By Eleni Collins - June 22, 2006

In addition to the World Cup games of the week, Brazilians had something else to celebrate on the Island recently.

Last Tuesday, Tisbury school students and faculty had the opportunity to delve into the colorful Brazilian culture during the first Brazilfest. In the closing ceremony at the end of the school day, the classes performed numbers from their different areas of expertise, from dance and folklore, to a martial arts dance called the Capoeira.

With all grades participating, the entire day was dedicated to different cultural activities divided amongst the grades. The first and second grade classes decorated the auditorium festively, the fourth graders learned the art of mask making, and the sixth graders contributed a chocolate treat.

The day went smoothly as each class had their own individual schedule for the day. "We walked through the halls today, and saw that you all worked so hard," said Richard Smith, Assistant principal and assembly speaker. "We're all really pleased."

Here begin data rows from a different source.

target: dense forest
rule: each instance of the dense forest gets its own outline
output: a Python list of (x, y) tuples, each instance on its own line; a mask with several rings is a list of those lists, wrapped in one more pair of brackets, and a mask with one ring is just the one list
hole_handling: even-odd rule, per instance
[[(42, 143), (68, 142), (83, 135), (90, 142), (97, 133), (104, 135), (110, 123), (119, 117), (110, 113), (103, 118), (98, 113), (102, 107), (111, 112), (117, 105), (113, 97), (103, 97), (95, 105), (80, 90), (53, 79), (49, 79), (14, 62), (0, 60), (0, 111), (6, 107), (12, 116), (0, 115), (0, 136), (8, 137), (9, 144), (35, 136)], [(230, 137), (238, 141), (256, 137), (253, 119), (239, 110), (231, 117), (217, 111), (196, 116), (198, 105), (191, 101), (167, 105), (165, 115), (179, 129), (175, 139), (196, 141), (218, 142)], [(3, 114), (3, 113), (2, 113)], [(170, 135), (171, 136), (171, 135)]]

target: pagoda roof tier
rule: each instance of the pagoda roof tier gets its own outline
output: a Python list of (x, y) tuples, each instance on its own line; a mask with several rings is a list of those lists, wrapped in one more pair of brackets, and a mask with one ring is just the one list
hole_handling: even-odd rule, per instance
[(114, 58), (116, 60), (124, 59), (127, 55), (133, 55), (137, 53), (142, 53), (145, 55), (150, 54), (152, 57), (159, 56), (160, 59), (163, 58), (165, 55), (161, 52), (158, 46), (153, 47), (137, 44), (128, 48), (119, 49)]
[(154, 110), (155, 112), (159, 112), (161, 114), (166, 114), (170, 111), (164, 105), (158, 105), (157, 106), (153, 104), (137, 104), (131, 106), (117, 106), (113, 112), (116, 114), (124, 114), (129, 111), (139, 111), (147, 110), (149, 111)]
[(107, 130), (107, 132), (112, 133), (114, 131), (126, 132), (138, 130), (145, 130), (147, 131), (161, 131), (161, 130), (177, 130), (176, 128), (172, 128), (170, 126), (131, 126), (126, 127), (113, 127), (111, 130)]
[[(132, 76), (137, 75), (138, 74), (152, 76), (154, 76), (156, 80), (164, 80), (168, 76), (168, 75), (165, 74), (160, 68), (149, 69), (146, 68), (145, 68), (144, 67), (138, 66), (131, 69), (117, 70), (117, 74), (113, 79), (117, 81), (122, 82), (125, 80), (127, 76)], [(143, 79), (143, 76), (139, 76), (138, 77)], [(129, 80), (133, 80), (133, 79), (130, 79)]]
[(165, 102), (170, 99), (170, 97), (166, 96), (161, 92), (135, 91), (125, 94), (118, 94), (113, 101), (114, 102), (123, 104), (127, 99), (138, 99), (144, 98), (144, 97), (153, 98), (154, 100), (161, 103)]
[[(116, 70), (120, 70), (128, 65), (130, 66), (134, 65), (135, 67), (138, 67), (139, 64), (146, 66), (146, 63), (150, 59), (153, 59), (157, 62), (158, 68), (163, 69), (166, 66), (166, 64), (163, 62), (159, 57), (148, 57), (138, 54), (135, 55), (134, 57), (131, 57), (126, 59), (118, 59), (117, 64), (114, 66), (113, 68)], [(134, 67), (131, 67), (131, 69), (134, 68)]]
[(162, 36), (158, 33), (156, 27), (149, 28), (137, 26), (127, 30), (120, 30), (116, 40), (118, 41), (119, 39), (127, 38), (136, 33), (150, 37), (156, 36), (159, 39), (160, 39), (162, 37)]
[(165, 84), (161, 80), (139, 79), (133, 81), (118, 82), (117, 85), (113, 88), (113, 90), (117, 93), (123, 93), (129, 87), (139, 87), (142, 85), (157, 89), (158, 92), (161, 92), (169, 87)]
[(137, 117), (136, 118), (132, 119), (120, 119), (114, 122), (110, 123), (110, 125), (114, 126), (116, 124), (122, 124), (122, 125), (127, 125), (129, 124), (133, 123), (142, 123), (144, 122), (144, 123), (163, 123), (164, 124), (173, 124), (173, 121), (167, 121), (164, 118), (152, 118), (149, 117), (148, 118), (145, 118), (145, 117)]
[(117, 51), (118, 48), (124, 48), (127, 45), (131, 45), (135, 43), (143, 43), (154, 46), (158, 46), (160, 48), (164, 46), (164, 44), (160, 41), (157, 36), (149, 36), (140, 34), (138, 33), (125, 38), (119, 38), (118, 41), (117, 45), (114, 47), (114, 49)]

The ceremony began and ended with dances, and also included a folklore performance by the third graders and a song by the fifth grade class. The two different dances were performed first by the youngest, and then by the oldest of the school, the seventh and eighth graders.

The kindergarteners formed a large circle and danced to several different Brazilian songs, and the older students ended the performance with the Salsa and the Capoeira, two very lively dances. After a demonstration of the different Capoeira moves such as kicking and ducking, the students and the volunteer Brazilfest teachers performed the dance together.

The event ended with a song sung by Island high school sophomore Saymiton Alves, 16, of Tisbury. Within the first verse, the audience was on their feet and swaying back and forth to the young man's voice. Seventh and eighth grade teacher Christopher Abbot commented as he stood and watched his animated students cheering at the end of the song, "He apparently has quite a fan club."